One, because it has been around since 1950, it evolved together with a lot of standard, and it has backward compatibility with the most obscure of standard that no one aside from one ATM in Bandung still uses. Two, Java has everything that telco industry needed. They need a hot deployment (swap a business rule without a call dropping), long-running process stability, and mature tools for heap or garbage collection handling. A JavaOutOfMemory error is easy to debug with a full stack trace.

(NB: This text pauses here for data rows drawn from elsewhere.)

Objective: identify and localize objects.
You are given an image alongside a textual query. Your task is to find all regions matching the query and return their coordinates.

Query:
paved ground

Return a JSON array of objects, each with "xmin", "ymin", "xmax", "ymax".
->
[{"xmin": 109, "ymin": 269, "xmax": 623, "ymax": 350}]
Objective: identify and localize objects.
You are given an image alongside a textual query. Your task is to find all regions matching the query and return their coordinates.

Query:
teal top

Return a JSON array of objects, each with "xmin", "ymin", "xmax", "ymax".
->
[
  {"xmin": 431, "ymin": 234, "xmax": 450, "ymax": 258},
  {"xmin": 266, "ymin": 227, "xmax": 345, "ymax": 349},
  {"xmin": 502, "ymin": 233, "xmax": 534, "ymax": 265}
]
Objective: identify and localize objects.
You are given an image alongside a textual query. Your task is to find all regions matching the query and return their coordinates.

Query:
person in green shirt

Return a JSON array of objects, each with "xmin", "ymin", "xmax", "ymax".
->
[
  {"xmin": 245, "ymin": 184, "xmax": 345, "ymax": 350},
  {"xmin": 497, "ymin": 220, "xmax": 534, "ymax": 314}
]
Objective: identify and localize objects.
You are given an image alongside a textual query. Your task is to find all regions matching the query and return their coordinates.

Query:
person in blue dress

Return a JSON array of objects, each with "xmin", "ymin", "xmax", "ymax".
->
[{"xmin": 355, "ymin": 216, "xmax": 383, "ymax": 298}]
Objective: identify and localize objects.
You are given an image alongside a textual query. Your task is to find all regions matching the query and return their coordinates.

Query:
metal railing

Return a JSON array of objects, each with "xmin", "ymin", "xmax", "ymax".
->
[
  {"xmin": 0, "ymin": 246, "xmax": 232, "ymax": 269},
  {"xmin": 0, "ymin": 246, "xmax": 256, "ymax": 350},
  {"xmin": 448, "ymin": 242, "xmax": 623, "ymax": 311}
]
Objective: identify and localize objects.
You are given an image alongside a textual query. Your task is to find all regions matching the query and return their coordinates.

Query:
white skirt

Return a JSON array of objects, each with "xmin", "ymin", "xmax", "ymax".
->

Then I started my masters. Remember when I said I loved the classes but hated the tools? Turns out that doesn’t have to be the case at all. My first class was Big Data Processing, and I got introduced to Scala. A language that runs on JVM, but the syntax is beautiful.
What do you mean I can write this and it will work?
// Scala
// Same thing: Filter a list of numbers, double them, print the result
val numbers = List(1, 2, 3, 4, 5)
val result = numbers.filter(_ % 2 == 0).map(_ * 2)
println(result)
Then I also got introduced to python in the same class.
# Python
# Very like Scala: Filter a list of numbers, double them, print the result
numbers = [1, 2, 3, 4, 5]
result = [n * 2 for n in numbers if n % 2 == 0]
print(result)
Then my classmate introduced me to node.js for web development.
Then ofcourse I bought Udemy courses to learn about these tools more. I can work on the problem I like and the tool wont fight me anymore? Sign me up, bro!
Then a few years later this is what I actually ended up doing. My backend colleague, of course uses Java as the core payment system. It is still king of financial services. Or at least the Spring Boot is. I used python for their statistical analysis needs. Scala for the production grade data analytics pipeline. When we need to give API to a downstream system, I used flask, then fastapi. Turns out, when I don’t have to fight the tools, I’m actually happy doing this everyday till the day I die.